Erfolgsrezept Fusion – Größe gewinnt?!

Fusionen unter Banken oder Sparkassen erreichen regelmäßig hohe mediale Resonanz. Während in den letzten Jahrzehnten häufig betriebswirtschaftliche und regionalpolitische Faktoren zu Fusionen führten, sind nun vermehrt der Fachkräftemangel und die Erreichung einer gewissen Betriebsgröße, um die zukünftigen Herausforderungen der Branche zu meistern, Treiber eines Zusammenschlusses.

Gleichwohl steht die Frage der betriebswirtschaftlichen Vorteilhaftigkeit weiterhin zentral im Raum. Die Zielsetzung lautet: Der Zusammenschluss soll auch zu größerem wirtschaftlichem Erfolg einer Bank führen.

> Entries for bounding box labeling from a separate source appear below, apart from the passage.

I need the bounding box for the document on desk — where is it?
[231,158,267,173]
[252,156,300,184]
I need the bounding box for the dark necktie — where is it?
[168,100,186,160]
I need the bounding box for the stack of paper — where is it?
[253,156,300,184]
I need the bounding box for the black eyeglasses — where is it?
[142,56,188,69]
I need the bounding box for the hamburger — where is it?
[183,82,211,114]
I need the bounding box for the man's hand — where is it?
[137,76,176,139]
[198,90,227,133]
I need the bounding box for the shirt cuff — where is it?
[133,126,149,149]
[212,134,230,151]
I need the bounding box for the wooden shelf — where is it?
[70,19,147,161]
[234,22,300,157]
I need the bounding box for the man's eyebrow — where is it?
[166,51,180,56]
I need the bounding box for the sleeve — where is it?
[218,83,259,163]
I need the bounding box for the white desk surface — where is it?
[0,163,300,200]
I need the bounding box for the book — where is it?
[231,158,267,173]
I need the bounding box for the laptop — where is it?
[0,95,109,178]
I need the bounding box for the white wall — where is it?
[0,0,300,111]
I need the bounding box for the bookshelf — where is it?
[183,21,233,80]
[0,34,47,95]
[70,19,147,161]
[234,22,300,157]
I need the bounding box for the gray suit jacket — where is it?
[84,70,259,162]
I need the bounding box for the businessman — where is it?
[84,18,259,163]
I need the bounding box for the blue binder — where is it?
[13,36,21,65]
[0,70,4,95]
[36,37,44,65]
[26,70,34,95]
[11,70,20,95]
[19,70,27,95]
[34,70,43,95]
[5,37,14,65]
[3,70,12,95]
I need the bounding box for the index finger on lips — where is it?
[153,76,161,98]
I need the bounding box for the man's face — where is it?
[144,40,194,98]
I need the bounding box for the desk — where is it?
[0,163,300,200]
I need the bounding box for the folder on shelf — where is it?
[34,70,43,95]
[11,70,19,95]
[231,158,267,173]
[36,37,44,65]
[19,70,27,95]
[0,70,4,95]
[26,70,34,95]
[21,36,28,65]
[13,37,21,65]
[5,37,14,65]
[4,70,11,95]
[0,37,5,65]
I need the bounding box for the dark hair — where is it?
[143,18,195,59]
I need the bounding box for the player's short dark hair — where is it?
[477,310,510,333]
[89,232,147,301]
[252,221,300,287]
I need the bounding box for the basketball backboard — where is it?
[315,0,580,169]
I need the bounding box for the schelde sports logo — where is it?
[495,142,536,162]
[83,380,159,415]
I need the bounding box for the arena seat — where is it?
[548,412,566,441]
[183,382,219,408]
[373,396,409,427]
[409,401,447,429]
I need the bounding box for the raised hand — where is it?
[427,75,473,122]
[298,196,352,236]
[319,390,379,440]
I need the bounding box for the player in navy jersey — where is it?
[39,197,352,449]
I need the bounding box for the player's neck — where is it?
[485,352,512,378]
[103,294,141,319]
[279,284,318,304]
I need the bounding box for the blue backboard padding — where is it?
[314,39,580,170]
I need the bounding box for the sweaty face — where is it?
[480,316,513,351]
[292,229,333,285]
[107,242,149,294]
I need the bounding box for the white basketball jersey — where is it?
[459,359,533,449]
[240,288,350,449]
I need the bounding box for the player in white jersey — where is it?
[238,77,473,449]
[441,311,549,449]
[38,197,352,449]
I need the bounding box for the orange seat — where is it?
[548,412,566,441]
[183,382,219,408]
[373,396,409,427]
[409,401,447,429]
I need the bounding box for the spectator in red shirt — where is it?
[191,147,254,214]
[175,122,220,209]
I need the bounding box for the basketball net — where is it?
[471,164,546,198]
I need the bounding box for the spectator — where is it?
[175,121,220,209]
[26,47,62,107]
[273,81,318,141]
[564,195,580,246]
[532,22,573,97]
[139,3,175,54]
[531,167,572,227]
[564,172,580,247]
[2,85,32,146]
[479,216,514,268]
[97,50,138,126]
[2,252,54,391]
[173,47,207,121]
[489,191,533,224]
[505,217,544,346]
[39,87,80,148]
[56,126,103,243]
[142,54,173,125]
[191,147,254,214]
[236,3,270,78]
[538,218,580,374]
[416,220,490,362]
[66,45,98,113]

Im Rahmen einer Fusionsstudie haben wir die betriebswirtschaftliche Entwicklung fusionierter Genossenschaftsbanken und Sparkassen im Vergleich zu nicht fusionierten Instituten untersucht.

Wie hat sich der Regionalbankenmarkt verändert?

Die Anzahl an Regionalbanken in Deutschland ist in den letzten Jahrzehnten stetig rückläufig (siehe Abbildung 1). Zwischen 2000 und 2022 hat sich die Zahl der Sparkassen und Genossenschaftsbanken mehr als halbiert. Gleichzeitig wächst die durchschnittliche Bilanzsumme (DBS) der Finanzinstitute durch organisches und anorganisches Wachstum stark an.

Bei Genossenschaftsbanken sind die Entwicklungen noch stärker als bei Sparkassen. Eine Genossenschaftsbank wies 2022 im Mittel eine DBS von 1,6 Mrd. EUR auf. Dies entspricht einem Bilanzsummenwachstum um rund 540 % (verglichen mit dem Jahr 2000). Gleichzeitig ist die Anzahl an VR-Banken um rund 240 % gesunken.

Fusionen: Konzentrationstendenzen von Regionalbanken Abbildung 1: Konzentrationstendenzen von Regionalbanken

Warum fusionieren Banken und Sparkassen?

Im Laufe der letzten Jahre haben sich die Gründe für Fusionen verschoben. Die Möglichkeit, Synergien durch Kostendegressionseffekte zu erreichen, ist abgelöst worden von regulatorischen Herausforderungen, Digitalisierung, Fachkräftemangel und Betriebsgröße. So stellen es unsere Kunden in den Gesprächen als Hauptmotive für Fusionsüberlegungen dar. Allein bis 2030 werden 30 % ihrer Mitarbeitenden die Banken altersbedingt verlassen.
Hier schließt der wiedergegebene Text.